Plusieurs des plus bruyants détracteurs de Chapela, ont entre-temps, tissé des liens avec Berkeley (dont Metz qui y a passé son Ph.D en 2001) et participé au combat de l'accord Novartis. Cette corrélation n'a pas échappé à Chapela qui proclame que "tous les rédacteurs des lettres (dans "Nature") ont un lien direct avec l'accord Novartis - Berkeley, tous sans exception".

De plus, Metz, Kaplinsky, et deux coauteurs des lettres de "Nature" font aussi partie des plus de 3000 signataires d'une pétition 'en ligne' - "Des scientifiques partisans de l'agriculture biotechnologique" - initiée par une organisation soutenant cette technique appelée la fondation AgBioWorld. La pétition, hébergée sur le site d'AgBioWorld, affirme que les biotechnologies "constituent un moyen puissant et sûr pour la modification des organismes et peut contribuer substantiellement à l'amélioration de la qualité de la vie".

L'influence du lobby des biotechnologies est aussi soupçonnée d'autres attaques contre les recherches de Chapela. Jonathan Matthews, un opposant très connu aux aliments génétiquement modifiés et le journaliste Andy Rowell affirment que les défenseurs des biotechnologies utilisaient un service de 'news en ligne' également assuré par AgBioWorld pour encourager les attaques contre l'article de Chapela. Tout de suite après la publication de l'article initial, précisent Matthews et Rowell, des courriels dont on peut établir l'origine chez un employé d'une entreprise de communication au service de Monsanto ont commencé à paraître sur le site de AgBioWorld.

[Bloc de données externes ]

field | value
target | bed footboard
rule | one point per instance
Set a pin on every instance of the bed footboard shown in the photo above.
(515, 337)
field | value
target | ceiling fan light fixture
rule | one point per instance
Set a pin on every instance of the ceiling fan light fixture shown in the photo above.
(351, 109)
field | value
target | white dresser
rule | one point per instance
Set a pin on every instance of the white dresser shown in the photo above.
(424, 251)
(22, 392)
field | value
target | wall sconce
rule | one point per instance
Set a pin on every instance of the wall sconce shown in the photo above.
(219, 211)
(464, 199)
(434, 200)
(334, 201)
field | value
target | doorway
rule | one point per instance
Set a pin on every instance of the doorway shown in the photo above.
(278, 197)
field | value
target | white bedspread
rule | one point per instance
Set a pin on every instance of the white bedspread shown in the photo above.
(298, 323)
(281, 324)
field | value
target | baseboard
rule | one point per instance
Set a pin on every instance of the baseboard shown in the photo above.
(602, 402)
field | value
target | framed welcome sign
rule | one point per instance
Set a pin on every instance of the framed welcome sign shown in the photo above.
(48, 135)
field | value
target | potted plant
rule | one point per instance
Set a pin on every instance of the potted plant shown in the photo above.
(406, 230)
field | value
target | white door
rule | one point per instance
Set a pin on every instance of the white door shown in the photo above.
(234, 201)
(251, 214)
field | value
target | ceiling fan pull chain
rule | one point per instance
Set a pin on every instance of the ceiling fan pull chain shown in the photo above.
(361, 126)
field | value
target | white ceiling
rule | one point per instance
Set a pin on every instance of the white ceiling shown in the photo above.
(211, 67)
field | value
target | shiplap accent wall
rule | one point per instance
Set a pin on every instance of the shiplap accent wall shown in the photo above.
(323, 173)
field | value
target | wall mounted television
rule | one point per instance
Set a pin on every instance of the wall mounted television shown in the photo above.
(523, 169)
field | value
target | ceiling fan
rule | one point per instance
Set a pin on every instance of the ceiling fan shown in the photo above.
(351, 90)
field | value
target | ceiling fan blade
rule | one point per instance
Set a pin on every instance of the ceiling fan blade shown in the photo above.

Les messages mettent en cause l'objectivité de Chapela et incitent les lecteurs à écrire des lettres dénonçant son article. Les représentants de Bivings réfutent les allégations de Matthews et Rowell ( le président de la firme, F. Gary Bivings a affirmé que son entreprise n'avait "aucune implication" dans AgBioWorld)

Monsanto, bien sur, est un des plus gros producteurs mondiaux de semences génétiquement modifiés. En définitive, pendant que le combat théorique fait rage aux Etats-Unis, cette même agence mexicaine qui avait d'abord tenté d'étouffer leurs conclusions va peut-être voler au secours de Chapela et Quist. Le 18 avril, Jorge Soberon, le secrétaire de direction de la commission mexicaine de la biodiversité, a annoncé que les données collectées par les scientifiques officiels confirmaient qu'il s'agissait du "pire cas au monde de contamination par matériel génétiquement modifié ".

L'étude montre que les récoltes de maïs ont été contaminées par des gènes étrangers modifiés,
- à 95 % dans les sites surveillés des Etats de Oaxaca et de Puebla
- jusqu'à 35 % chez les exploitants indépendants.